OttiliaVonBCup Sat 04-Jul-15 19:34:04

Could he be in pain?
He's quite old, there might be something bothering him, physically.

JohnCusacksWife Sat 04-Jul-15 20:56:25

I really don't think he's in pain. I've run my hands over him to test everywhere and he doesn't flinch at all. Plus he's eating well so I doubt it's his teeth. I wonder if its dementia related....that he doesn't really know where he is and so is confused and frightened. I just don't know what to do for the best. Given his age I'm loathe to put him through any invasive tests but at the same time I don't want to give up on him too soo. Feel like I can't see the woods for trees... sad

OttiliaVonBCup Sat 04-Jul-15 21:29:25

Could be just old age changes then.

I completely understand how you feel about invasive tests, I wouldn't inflict them on my dog as well.

OttiliaVonBCup Sat 04-Jul-15 21:30:50

Having said that my boy had a tooth taken out and he's been eating without problems.

Can you talk to a vet?

OttiliaVonBCup Sat 04-Jul-15 21:32:19

Sorry had been eating.
My point was we didn't notice because he was eating well.

ElectricDaisies Sat 04-Jul-15 22:01:07

Same here, our little fellow was eating fine until this week.

mistlethrush Sat 04-Jul-15 22:11:15

Can you make him a safe place to go (eg a crate with a blanket over to make a safe 'cave')? My lurcher has a thundershirt which helps her - although you wouldn't want to put him in it when it's hot (although ours had it on last night due to the thunder). Adaptil definitely worth trying - you don't even have to get the collar, you could get a bandana and put some of the liquid you get or spray and put it on that, or use the plug in near his safe place.

JohnCusacksWife Sun 05-Jul-15 15:02:56

Thanks all.
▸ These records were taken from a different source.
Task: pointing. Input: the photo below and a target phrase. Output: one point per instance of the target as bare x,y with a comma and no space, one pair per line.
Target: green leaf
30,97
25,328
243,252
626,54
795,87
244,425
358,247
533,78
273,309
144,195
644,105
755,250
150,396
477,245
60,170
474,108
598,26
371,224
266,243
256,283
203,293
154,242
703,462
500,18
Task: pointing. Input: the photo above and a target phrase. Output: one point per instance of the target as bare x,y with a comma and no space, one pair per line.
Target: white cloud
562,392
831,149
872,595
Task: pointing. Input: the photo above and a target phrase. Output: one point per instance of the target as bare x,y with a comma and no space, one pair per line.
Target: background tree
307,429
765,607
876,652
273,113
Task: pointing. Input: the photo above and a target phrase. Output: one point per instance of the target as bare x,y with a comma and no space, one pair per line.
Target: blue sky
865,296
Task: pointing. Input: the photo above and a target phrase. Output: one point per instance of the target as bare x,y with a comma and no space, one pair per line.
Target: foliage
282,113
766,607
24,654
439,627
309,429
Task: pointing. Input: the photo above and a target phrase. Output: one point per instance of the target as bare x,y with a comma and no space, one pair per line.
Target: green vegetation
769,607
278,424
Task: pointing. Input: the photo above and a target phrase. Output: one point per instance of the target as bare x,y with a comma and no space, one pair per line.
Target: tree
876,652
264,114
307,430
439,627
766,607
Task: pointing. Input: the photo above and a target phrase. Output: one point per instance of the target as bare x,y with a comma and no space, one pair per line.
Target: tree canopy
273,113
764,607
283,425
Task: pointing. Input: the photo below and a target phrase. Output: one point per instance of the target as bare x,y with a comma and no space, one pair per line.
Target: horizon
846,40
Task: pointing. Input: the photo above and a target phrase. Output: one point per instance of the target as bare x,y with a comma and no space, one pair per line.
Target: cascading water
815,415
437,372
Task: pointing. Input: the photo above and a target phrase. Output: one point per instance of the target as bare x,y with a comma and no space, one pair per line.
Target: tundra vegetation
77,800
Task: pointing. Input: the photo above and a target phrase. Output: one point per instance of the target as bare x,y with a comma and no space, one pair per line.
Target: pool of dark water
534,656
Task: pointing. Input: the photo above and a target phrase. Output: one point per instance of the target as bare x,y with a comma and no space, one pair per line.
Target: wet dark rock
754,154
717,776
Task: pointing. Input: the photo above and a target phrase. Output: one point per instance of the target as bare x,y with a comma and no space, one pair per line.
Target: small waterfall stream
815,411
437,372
Will try an Adaptil collar and ask the vet about his teeth.

LimeJellyHead Sun 05-Jul-15 20:07:05

I was thinking dementia, when I read your post. Is he doing anything else odd or different i.e. forgetting basic commands, forgetting house training, tongue sticking out, not getting fully in his bed, lack of spacial awareness, thinking everyone has gone out if he finds himself alone, acting differently to games or other dogs, pacing more, disturbed by own reflection, difficulty settling, more startling episodes, startling when touched, facing walls or away from everyone, easily getting stuck in corners etc... ?

Our 15 year old terrier has dementia and those are some of the things he does.

LimeJellyHead Sun 05-Jul-15 20:08:40

For fear and startling, we got our Berkeley an anxiety wrap His sister, Darcey, uses it for fireworks night. Berkeley wears it if he is having a particularly jumpy day or evening.